Terms and definitions used in custom text classification

Learn about definitions used in custom text classification.

Project

A project is a work area for building your custom AI models based on your data. Your project can only be accessed by you and others who have contributor access to the Azure resource being used. As a prerequisite to creating a Custom text classification project, you have to connect your resource to a storage account. As part of the project creation flow, you need connect it to a blob container where you have uploaded your dataset. Your project automatically includes all the .txt files available in your container. You can have multiple models within your project all built on the same dataset. See the service limits article for more information.

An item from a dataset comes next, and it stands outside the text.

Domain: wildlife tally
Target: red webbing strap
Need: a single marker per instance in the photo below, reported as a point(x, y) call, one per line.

Within your project you can do the following operations:

  • Tag your data: The process of tagging each file of your dataset with the respective class/classes so that when you train your model it learns how to classify your files.
  • Build and train your model: The core step of your project. In this step, your model starts learning from your tagged data.
  • View the model evaluation details: Review your model performance to decide if there is room for improvement or you are satisfied with the results.
  • Improve the model (optional): Determine what went wrong with your model and improve performance.
  • Deploy the model: Make your model available for use.
  • Test model: Test your model and see how it performs.

Project types

Custom text classification supports two types of projects

  • Single label classification: You can only assign one class for each file of your dataset. For example, if it is a movie script, your file can only be Action, Thriller or Romance.

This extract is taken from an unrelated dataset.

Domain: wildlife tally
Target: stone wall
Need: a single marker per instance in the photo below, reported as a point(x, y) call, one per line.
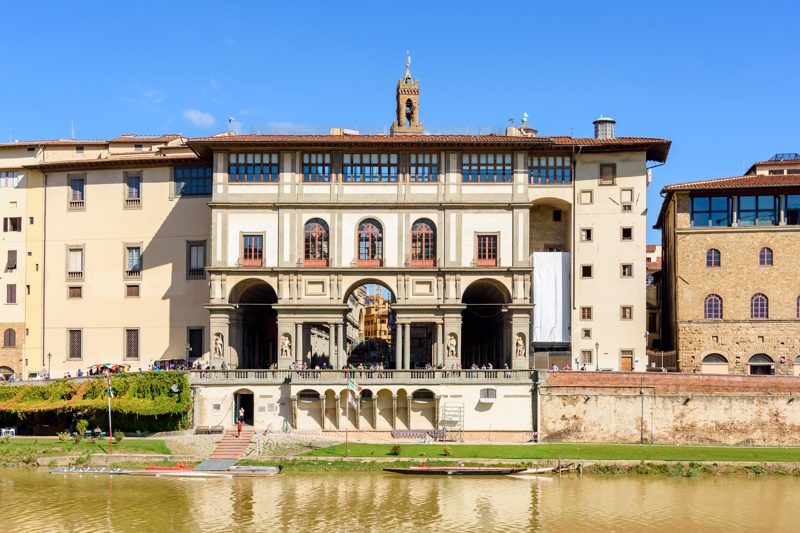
point(668, 408)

  • Multiple label classification: You can assign multiple classes for each file of your dataset. For example, if it is a movie script, your file can be Action or Action and Thriller or Romance.

Model

A model is an object that is trained to do a certain task, in our case custom text classification. Models are trained by providing tagged data to learn from so they can later be used for classifying text. After you're satisfied with the model's performance, it can be deployed, which makes it available for consumption.

Class

A class is a user defined category that is used to indicate the overall classification of the text. You will tag your data with your assigned classes before passing it to the model for training.